Not content to leave the listener waiting, Hausswolff proves her acumen in the opening notes of the title track, “Theatre of Nature.” The track kicks off with a forceful organ that reverberates through the entire cranial cavity of the listener, buoyant and bouncing despite its suffocating mass. This organ will become a hallmark of the album, and finds use as a tool of soothing, sadness and terror all at once.
On the more somber end of things, there is the second track, “Dolore di Orsini.” Clearly in no rush on this track, Hausswolff leaves the listener to bask in the slow procession of the organ until a whine of strings cuts through the din nearly two minutes into the track. From there, it builds as if threatening to break, and as suddenly as it entered, it exits. Unexpectedly, it is not a bait and switch intro track, as its follow-up, “Sarco Bosco,” immediately resets the momentum of the record.
While it doesn’t connect to its predecessor so well, “Sarco Bosco” exemplifies the organ as an instrument of doom. Almost violent in its deployment, the organ operates in a low hum and a panicked squeal exclusively. Left to its own devices, the track rends the stomachs of listeners, turning them into bubbling cauldrons of unease. But as quickly as one finishes retching, the clouds part and angelic mid-tones burst forth from the heavens. Glowing, the track drags people into the arms of god.

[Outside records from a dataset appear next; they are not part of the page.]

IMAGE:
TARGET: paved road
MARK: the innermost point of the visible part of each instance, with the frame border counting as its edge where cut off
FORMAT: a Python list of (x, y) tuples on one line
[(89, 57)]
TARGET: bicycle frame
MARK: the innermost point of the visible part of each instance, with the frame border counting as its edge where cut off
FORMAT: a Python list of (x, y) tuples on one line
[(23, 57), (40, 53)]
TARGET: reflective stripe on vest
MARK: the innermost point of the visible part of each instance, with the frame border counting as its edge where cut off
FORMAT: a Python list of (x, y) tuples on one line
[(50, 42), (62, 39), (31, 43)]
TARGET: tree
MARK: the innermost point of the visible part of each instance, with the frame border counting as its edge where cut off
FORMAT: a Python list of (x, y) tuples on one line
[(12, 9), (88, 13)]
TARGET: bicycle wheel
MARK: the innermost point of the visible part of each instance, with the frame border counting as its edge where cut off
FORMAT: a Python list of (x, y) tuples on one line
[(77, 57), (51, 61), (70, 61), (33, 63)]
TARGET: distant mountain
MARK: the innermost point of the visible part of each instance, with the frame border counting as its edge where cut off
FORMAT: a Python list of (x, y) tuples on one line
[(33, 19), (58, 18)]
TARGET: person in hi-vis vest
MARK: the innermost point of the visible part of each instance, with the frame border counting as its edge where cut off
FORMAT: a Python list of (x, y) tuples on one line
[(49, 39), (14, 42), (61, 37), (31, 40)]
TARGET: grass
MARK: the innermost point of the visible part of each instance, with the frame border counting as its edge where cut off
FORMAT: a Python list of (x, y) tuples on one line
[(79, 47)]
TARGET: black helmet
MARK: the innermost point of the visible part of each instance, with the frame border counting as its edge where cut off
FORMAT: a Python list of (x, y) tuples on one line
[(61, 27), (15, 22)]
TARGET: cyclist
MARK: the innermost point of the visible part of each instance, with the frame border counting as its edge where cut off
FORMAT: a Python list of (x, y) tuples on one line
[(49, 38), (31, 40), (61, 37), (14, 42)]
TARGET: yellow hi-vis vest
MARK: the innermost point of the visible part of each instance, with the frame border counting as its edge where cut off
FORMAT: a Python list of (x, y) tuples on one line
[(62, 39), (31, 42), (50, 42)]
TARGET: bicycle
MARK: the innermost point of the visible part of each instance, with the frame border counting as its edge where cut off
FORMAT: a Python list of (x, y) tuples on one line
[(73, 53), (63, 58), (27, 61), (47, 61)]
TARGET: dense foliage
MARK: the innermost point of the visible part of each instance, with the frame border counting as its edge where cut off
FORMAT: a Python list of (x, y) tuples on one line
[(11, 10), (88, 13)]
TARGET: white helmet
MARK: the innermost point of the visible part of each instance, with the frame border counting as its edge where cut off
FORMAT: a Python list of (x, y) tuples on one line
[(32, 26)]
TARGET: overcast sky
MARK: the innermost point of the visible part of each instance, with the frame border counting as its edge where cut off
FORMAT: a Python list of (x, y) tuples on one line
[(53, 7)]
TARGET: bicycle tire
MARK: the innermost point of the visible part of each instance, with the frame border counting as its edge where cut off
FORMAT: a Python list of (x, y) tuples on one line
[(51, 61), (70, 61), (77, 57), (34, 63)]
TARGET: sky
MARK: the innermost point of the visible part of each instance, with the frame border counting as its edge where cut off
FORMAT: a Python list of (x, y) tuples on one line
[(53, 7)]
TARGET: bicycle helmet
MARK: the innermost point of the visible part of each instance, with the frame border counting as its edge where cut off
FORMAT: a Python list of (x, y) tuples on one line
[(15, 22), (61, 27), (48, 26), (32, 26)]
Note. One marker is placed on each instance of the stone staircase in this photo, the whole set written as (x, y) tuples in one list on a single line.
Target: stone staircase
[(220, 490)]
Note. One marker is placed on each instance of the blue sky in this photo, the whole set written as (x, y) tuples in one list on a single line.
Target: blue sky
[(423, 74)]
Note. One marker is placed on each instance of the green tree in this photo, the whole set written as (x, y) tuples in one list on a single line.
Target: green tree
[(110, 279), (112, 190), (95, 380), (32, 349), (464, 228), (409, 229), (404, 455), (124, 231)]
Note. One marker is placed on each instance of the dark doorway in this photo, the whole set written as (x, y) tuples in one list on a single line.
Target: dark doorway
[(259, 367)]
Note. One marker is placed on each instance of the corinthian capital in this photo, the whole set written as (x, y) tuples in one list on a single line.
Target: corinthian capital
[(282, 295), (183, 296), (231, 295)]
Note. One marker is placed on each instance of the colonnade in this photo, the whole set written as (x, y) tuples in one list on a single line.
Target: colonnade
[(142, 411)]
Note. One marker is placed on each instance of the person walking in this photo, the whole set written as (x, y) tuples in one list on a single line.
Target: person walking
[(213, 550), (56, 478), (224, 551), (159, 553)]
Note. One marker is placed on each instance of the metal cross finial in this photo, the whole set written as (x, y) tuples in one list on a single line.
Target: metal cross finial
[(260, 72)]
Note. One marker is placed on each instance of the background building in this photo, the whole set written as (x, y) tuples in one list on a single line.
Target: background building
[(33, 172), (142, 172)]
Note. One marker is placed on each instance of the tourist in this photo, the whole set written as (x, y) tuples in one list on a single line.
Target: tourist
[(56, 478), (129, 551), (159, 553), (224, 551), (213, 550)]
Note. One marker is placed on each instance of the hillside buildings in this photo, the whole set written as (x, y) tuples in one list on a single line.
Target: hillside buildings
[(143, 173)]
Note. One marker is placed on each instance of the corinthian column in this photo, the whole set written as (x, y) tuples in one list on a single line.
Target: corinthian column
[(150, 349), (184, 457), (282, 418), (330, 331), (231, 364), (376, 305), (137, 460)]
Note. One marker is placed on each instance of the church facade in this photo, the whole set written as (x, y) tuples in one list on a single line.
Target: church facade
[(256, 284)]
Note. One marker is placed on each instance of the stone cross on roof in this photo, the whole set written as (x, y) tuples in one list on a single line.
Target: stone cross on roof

This is ultimately the album’s greatest strength. It refuses to exist along simple boundary lines of dark and light. By virtue of its primary instrument, it cannot exist in such a dull dichotomy. Nowhere is this more apparent than on “All Thoughts Fly.” The track for which the album bears its name stuns, appalls and fulfills. Glorious organ notes flood the mind, encompassing angels and devils and light and dark. It forces one to embrace the poetic, to picture the grand buttresses of gothic cathedrals as they are subsumed by light and blotted out by crooning angels. It captures the religious nature of the medium for which it was created. It achieves its highest purpose.
Yet at the end of it, people are still alone. Looking back, the organ and all its voices were an illusion, it is but one instrument, played to sound like a chorus by a single person. There was no one in the cathedral, save the organist, who closes the keys and strolls away. Even there, people were alone, the rug pulled out from under them. Even in the thrall of one thousand voices, Hausswolff leaves people again, stranded on an island of her own construction with All Thoughts Fly.